Functional genome of Spondias tuberosa Arr. Cam. (umbu)
Molecular biology. Functional annotation. Genetics.
Spondias tuberosa Arr. Cam. (umbu) is a species of tree known in northeastern Brazil for
being an alternative and Brazilian economic resource in semi-arid regions. Thinking about
carrying out the functional annotation of the genome of the species, the present study aimed to
present the number of genes involved in biological processes, cellular components and
molecular function, in addition, the codes of enzymes and metabolic pathways. For this, the
DNA was extracted by the method of long reads using Pacbio Assembly. After detecting
repetitive structures, using GeneMask, the structural annotation was assembled using ab initio
gene predictors (Augustus and GeneMarker) and artificial intelligence (Helixer), for the
qualification of genome assembly, the BUSCO tool was used. Functional annotation obtained
data generated by the Blast2GO platform, genes were annotated using Gene Orthology (GO)

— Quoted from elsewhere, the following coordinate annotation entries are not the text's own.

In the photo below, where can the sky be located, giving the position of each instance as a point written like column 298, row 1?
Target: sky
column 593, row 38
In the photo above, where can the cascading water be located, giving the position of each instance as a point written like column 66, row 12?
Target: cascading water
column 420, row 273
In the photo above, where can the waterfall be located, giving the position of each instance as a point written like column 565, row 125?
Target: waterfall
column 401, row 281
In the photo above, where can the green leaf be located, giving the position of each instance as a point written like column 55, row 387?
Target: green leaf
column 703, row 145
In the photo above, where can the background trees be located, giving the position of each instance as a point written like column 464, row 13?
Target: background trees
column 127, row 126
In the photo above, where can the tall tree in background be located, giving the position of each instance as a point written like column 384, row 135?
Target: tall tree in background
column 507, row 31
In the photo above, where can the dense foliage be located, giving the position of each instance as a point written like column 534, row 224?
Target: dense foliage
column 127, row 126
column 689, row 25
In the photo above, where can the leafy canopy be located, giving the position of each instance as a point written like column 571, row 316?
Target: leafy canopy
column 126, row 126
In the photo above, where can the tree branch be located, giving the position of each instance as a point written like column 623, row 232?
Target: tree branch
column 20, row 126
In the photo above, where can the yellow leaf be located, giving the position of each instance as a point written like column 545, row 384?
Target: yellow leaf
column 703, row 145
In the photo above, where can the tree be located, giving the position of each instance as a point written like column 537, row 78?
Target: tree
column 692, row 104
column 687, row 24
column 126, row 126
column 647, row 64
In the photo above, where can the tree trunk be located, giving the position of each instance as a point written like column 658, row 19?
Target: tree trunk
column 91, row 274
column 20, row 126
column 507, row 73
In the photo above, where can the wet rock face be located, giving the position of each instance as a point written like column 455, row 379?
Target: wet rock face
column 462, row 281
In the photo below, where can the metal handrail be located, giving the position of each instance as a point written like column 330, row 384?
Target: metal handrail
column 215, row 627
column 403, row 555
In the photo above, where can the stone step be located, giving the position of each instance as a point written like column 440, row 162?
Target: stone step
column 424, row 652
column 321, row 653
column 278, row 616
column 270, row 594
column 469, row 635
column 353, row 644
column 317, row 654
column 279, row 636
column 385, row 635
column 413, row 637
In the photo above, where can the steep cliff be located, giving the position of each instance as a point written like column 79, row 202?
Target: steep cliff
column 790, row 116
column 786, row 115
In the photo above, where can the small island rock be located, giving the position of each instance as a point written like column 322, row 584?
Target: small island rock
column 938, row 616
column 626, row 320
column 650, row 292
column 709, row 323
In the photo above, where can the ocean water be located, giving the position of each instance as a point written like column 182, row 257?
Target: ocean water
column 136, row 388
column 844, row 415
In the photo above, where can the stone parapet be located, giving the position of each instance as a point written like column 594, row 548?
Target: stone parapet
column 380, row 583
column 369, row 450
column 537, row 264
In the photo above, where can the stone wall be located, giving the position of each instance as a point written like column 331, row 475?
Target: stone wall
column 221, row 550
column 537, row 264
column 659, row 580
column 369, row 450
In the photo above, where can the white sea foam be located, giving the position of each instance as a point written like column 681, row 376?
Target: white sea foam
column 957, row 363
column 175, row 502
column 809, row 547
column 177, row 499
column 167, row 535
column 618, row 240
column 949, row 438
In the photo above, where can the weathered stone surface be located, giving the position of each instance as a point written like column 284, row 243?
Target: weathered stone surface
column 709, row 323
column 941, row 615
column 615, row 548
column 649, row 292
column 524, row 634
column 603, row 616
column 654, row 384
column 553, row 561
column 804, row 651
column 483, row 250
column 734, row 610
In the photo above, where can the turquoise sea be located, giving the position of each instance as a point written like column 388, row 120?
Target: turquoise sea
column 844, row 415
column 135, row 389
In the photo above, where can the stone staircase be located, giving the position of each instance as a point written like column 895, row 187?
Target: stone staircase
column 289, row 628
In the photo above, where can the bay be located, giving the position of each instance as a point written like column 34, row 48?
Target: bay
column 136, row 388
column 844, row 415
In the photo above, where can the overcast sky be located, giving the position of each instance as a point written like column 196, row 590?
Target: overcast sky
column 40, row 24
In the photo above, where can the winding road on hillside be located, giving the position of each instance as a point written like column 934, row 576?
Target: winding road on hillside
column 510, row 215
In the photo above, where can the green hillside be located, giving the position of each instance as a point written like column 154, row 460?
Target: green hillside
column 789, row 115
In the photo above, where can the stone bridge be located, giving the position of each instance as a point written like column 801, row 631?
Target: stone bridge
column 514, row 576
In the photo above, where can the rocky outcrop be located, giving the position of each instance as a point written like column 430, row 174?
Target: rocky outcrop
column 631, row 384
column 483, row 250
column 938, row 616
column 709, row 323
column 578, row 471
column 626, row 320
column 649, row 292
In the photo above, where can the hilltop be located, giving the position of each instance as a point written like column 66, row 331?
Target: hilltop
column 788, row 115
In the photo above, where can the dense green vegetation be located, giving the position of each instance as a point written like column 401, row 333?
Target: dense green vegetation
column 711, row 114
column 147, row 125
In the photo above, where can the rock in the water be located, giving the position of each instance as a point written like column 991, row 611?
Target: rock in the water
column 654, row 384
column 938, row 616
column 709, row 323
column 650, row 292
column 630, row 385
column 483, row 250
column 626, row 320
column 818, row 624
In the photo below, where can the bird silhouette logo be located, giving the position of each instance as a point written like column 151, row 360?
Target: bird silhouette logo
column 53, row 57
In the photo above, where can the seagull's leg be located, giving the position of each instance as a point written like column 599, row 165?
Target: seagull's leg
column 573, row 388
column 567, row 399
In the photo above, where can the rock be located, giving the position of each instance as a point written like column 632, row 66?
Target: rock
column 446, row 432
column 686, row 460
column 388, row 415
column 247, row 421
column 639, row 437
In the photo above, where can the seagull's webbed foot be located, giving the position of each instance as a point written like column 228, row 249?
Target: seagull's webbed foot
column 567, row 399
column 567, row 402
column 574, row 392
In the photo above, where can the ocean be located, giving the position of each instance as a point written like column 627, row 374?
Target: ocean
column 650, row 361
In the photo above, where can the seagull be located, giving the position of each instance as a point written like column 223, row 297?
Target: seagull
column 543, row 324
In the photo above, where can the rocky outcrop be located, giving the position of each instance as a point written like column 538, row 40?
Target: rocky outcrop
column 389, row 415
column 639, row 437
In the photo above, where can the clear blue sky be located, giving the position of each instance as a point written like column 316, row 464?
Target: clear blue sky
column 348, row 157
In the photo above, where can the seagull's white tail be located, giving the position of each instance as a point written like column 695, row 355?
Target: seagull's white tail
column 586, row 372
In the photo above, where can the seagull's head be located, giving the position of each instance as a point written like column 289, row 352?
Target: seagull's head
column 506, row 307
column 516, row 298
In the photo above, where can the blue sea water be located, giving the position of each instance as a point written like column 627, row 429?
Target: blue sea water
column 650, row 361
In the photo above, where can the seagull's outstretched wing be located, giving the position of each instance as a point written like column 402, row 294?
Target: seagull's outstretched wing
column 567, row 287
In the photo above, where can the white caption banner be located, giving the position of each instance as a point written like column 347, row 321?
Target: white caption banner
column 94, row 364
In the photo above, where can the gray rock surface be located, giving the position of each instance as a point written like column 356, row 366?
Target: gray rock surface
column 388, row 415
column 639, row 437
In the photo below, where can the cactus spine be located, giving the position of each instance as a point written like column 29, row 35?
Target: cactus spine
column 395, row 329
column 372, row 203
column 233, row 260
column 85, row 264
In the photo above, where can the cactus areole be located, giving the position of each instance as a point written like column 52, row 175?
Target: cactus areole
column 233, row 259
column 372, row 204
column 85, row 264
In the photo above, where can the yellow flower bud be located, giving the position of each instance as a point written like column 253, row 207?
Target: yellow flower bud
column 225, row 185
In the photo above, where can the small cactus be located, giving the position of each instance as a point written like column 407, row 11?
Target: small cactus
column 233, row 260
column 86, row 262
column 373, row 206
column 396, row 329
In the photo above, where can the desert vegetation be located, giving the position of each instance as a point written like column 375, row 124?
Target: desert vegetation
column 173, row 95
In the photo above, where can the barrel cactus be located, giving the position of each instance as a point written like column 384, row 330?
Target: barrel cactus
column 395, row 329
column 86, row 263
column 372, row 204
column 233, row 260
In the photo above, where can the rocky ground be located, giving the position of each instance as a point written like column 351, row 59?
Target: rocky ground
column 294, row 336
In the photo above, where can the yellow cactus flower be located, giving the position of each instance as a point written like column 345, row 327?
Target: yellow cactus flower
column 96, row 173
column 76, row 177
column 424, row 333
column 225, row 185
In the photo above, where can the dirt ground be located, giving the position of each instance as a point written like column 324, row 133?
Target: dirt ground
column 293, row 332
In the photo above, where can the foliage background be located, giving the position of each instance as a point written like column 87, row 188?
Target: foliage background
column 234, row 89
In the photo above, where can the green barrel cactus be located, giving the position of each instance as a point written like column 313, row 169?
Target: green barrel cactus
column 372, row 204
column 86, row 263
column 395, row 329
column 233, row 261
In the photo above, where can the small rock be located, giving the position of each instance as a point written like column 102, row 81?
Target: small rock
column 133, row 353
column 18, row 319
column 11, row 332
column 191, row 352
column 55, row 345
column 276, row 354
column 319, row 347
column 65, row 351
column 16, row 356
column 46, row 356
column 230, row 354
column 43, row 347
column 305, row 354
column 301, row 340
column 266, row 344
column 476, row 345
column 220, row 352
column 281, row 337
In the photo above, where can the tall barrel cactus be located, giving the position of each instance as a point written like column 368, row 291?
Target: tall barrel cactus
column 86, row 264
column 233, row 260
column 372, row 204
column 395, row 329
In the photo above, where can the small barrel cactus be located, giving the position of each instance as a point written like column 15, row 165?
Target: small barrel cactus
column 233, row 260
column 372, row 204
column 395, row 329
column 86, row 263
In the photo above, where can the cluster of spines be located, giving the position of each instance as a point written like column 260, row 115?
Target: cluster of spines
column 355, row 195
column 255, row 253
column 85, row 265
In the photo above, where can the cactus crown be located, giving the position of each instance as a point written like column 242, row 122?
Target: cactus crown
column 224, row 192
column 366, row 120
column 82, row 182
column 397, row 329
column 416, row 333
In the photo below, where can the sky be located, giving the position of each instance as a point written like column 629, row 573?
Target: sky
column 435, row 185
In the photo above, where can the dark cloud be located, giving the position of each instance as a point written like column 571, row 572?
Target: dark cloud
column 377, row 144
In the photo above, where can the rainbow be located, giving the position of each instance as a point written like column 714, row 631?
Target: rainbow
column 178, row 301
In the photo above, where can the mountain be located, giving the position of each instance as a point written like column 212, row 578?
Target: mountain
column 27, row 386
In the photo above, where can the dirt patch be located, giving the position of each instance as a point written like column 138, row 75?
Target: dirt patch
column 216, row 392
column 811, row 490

categories, as well as enzymes and metabolic pathways. BUSCO's evaluation of the assembly
generated by Helixer resulted in an accuracy of 98% completeness. The predicted genes were
distributed in 51,896 total GO terms, distributed in three main categories: molecular function,
biological process and cellular component. Enzymes were divided into 7 categories and
metabolic pathways into 5 categories. In the present study, it was noted that the genes of the
biological process involved in the stress response resulted in the largest number of genes for
this category in the genome of S. tuberosa. Also revealing that the amount of genes involved
in the response to stress is greater than the other species of the same family.